Pronto para ser lançado, "Primavera para Hitler" sofreu um baque inesperado: decepcionado com o humor pouco sofisticado do filme, seu produtor executivo ameaçou desistir da estreia. A decisão já estava praticamente tomada quando a sorte sorriu para Brooks e seus colegas. Cotado para interpretar Leo Bloom no começo da produção, o ator Peter Sellers não pode aceitar o papel, mas acabou por se tornar imprescindível na história do filme.
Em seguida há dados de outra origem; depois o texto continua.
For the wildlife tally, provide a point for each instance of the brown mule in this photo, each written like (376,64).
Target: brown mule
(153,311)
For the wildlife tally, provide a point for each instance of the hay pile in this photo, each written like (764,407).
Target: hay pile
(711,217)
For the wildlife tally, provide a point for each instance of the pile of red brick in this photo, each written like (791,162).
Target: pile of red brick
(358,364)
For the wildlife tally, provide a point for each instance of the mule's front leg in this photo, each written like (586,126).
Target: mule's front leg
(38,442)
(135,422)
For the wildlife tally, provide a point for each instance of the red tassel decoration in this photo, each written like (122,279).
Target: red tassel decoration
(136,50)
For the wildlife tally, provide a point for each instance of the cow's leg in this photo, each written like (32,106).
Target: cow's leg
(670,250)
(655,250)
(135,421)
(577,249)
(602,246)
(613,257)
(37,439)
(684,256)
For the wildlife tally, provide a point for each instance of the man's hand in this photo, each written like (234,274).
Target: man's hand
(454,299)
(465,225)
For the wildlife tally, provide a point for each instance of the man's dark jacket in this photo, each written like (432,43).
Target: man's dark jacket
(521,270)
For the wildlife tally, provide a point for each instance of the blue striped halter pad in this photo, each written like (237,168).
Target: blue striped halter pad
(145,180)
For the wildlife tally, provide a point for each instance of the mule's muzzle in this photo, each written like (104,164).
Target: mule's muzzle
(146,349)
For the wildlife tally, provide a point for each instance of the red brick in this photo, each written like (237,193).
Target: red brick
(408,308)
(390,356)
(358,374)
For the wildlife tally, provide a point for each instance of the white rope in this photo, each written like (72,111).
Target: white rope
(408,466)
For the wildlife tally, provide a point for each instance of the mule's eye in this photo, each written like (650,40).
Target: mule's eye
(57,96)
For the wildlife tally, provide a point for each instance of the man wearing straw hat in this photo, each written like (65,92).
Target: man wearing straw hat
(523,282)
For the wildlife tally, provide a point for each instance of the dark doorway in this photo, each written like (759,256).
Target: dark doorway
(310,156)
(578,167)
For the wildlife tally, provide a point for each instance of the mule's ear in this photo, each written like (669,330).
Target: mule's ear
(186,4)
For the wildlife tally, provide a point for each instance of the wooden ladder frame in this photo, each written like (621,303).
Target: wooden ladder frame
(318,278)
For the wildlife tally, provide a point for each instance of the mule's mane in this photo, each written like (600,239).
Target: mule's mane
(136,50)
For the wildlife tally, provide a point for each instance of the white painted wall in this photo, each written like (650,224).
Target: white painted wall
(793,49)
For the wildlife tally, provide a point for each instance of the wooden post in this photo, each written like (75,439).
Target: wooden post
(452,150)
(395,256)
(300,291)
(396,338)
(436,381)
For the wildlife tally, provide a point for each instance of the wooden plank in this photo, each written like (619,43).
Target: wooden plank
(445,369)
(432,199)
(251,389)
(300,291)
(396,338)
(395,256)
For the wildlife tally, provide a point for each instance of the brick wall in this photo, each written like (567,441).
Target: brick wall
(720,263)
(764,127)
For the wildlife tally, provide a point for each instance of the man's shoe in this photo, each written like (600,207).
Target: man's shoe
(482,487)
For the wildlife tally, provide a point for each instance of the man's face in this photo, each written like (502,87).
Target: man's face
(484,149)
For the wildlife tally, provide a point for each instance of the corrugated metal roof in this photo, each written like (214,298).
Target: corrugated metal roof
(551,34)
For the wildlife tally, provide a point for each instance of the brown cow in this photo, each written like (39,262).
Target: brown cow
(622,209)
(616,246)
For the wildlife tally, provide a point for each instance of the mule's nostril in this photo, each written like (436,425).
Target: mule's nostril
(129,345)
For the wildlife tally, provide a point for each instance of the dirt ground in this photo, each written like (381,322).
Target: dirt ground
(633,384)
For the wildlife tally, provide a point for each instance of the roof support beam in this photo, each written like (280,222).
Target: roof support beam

Em uma de suas sessões de cinema privadas, com um grupo de amigos, o popular astro da série "Pantera cor-de-rosa" assistiu a uma cópia do filme, gostou muito do que viu e, ciente de que ele corria o risco de nunca ser lançado, conseguiu convencer a Allied Artists a estreá-lo. O fraco resultado das bilheterias até poderia ser a confirmação de que o instinto do executivo estava correto, mas o Oscar subsequente (e uma indicação a Gene Wilder como ator coadjuvante) e sua metamorfose em um cult movie, a partir dos anos 1970, deram a palavra final. Divertido, infame e construído a partir de um roteiro milimetricamente estruturado, "Primavera para Hitler" - rebatizado como "The producers" em seu lançamento - é uma das comédias mais insanas já feitas em Hollywood. Uma pérola que sobrevive ao tempo - e que deu origem a um musical da Broadway, que, por sua vez, rendeu uma versão para o cinema estrelada por Nathan Lane, Matthew Broderick e Nicole Kidman, lançado em 2005 e sem o mesmo impacto.